Pahari Painting(Chamba)



Chamba, an important centre of Pahari painting, is situated in the Ravi Valley in the heart of the Himalaya mountains. To its north-west lies the State of Jammu-Kashmir. Chamba was till recently the capital of a small principality. Being protected naturally, and too small to attract an invasion, its archaeological wealth is well preserved. As a result of the explorations carried out by J. Ph. Vogel in the opening years of this century, a museum was established at Chamba in 1908. Raja Bhuri Singh, of Chamba after whom this museum is named, presented a large number of Pahari miniature paintings from the palace collection to the museum. The gift included an extensive set of paintings on the Ramayana.

The historicity of the Ramayana epic has received the attention of several scholars. Monier Williams and Arthur Berridale Keith were of the view that the original portion was written around 400 B.C. Valmiki Ramayana  is a great classic and in content more than an epic. Rama the hero of the story, as depicted by Valmiki is a human being possessing unique valour and endowed with divine powers.

All ancient Indian scriptures hold a man’s character above all else. In fact, ‘the central idea of old Hindu civilization… was that of dharma which was something much more than religion or creed; it was a conception of obligations, of the discharge of one’s duties to oneself and to others’. The epic is encyclopedic in its content and it has been said that there is no situation or circumstance, one face in life, which does not occur in this story and thus it guides its hearers to righteous action on all occasions and for all obligations and duties in different situations and circumstances. Countless versions of the Ramayana exist in local dialects and folk songs peculiar to small areas and communities. Chamba is no exception and it, too, has a beautiful loka Ramayana in a long poem, known as anchali of Rama, which is sung for the whole night on auspicious occasions. It is simple and is usually sung in chorus. Noteing a literary work of a single poet, it is hardly possible to ascertain the antiquity of this folk poem. 

Although for want of adequate material it is difficult to say exactly when the art of miniature painting was introduced in Chamba, it is believed that the beginnings in this art were made in the early seventeenth century. There were probably no regular ateliers at that time at Chamba but the presence of some itinerant artist can safely be assumed, from the evidence of portraits of the princes of that period. It seems that some artists working at Nurpur had migrated to Chamba in the first half of the seventeenth century. At first a naturalistic style of painting having affinities with Mughal painting of the Jehangir period may have been introduced at Nurpur and not long afterwards at Chamba. Thereafter the migration of painters from the centres of the Mughal painting who were not first rate artists of Imperial atelier and the presence in the Hills of the pre-Mughal style of manuscript illustration, resulted in the evolution of a style which is peculiar to the Hills.
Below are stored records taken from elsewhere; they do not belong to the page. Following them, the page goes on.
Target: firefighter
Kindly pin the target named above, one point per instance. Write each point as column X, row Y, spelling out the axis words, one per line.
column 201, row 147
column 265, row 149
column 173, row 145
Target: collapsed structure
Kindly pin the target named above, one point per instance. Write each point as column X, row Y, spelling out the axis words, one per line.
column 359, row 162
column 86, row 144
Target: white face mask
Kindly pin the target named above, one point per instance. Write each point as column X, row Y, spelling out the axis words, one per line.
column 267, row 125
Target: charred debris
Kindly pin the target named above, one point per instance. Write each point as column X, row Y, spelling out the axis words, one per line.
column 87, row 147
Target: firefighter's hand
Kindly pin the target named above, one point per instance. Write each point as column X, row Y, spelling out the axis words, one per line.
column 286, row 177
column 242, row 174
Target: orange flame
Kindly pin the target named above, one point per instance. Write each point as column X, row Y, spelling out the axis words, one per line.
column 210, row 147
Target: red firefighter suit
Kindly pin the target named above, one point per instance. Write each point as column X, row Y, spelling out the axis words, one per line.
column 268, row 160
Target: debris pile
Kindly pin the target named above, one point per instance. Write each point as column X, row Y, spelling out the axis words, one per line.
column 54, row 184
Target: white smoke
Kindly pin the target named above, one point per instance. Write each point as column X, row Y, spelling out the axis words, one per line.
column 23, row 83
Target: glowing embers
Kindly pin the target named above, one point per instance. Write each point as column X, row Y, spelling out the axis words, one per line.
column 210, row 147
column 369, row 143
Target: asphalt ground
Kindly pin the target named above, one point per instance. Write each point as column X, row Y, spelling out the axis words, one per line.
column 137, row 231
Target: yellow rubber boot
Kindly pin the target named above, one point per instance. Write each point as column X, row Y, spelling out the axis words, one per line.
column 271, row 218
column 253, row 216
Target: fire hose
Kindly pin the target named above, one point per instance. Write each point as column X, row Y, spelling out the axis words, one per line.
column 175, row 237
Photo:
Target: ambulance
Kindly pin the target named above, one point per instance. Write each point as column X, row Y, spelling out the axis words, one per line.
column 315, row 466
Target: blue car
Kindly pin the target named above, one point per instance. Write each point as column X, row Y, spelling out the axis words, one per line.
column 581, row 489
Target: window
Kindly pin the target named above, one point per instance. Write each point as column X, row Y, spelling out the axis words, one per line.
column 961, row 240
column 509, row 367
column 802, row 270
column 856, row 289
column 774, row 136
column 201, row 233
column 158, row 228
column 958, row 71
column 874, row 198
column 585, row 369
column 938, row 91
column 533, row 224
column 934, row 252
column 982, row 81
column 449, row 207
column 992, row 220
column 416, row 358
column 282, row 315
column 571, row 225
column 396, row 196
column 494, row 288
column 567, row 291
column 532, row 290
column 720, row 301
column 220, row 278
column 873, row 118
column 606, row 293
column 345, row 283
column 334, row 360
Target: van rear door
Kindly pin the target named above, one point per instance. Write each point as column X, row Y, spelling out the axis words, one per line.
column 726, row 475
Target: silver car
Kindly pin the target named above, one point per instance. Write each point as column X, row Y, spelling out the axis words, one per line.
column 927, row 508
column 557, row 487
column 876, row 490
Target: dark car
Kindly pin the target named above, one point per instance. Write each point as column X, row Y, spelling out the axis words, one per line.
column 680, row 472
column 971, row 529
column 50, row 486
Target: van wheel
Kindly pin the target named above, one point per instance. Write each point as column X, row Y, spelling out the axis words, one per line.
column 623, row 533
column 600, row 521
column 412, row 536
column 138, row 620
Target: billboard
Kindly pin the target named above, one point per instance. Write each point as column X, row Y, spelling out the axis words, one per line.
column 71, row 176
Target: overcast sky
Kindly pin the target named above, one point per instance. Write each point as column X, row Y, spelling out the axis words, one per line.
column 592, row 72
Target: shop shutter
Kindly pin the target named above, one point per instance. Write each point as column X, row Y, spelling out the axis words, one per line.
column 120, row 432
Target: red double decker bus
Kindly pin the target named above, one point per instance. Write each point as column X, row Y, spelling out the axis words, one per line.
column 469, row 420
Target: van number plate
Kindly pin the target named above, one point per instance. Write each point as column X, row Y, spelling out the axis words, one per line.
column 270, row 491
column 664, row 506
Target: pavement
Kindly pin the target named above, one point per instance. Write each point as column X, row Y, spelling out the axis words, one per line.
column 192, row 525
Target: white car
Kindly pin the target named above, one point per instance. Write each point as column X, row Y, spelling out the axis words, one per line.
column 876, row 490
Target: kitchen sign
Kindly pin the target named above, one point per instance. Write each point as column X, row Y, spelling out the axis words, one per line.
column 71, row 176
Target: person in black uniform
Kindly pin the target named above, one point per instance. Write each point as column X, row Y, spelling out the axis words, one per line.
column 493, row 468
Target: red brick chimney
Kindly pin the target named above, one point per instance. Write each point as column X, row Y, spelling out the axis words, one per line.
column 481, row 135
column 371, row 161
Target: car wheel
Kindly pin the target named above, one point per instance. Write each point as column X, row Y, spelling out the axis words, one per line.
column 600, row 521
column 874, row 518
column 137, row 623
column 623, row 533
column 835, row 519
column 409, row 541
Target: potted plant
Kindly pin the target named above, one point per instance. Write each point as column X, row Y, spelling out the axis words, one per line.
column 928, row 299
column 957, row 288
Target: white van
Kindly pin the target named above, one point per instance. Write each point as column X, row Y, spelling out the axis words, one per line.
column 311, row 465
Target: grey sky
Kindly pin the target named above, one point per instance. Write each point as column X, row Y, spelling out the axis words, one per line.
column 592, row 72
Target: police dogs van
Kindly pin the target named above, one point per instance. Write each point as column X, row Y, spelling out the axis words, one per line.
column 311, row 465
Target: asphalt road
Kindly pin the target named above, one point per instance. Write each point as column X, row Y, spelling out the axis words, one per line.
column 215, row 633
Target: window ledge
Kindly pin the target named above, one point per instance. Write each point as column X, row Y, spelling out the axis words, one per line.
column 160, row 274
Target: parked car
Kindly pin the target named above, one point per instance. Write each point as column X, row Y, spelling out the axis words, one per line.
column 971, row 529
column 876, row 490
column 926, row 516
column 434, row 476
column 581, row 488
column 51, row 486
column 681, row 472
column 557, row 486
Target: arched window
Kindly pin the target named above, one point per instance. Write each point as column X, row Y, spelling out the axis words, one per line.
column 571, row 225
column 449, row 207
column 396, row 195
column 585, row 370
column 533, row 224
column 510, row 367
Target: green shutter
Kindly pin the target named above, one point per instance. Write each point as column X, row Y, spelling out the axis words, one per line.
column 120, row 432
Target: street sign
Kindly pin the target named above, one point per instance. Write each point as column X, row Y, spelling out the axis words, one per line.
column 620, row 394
Gradually the naturalistic style gave way to stylization while more vivid colour tonalities were preferred. 

In the beginning of the eighteenth century the facial type becomes slightly heavier but soon thereafter a longish facial type was evolved which remained popular for some decades. Mid-eighteenth century paintings from Chamba have a distinctive style of their own as can be seen in both dated and signed works. Trees crowned with triangular foliage and irregular trunks rows, are a common features of the paintings of this period. The backgrounds are generally plain. There is no attempt at perspective. Architectural features though not very intricate have resemblances to contemporary Mughal architecture. The drawing is competent though human figures are stylized.  

Thereafter for a decade or so, two broad styles seem to have been in vogue at Chamba, one having its roots in the local style yet disclosing some influence from other centres and the other considered to be an off-shoot of the Guler style till its development into the Kangra style.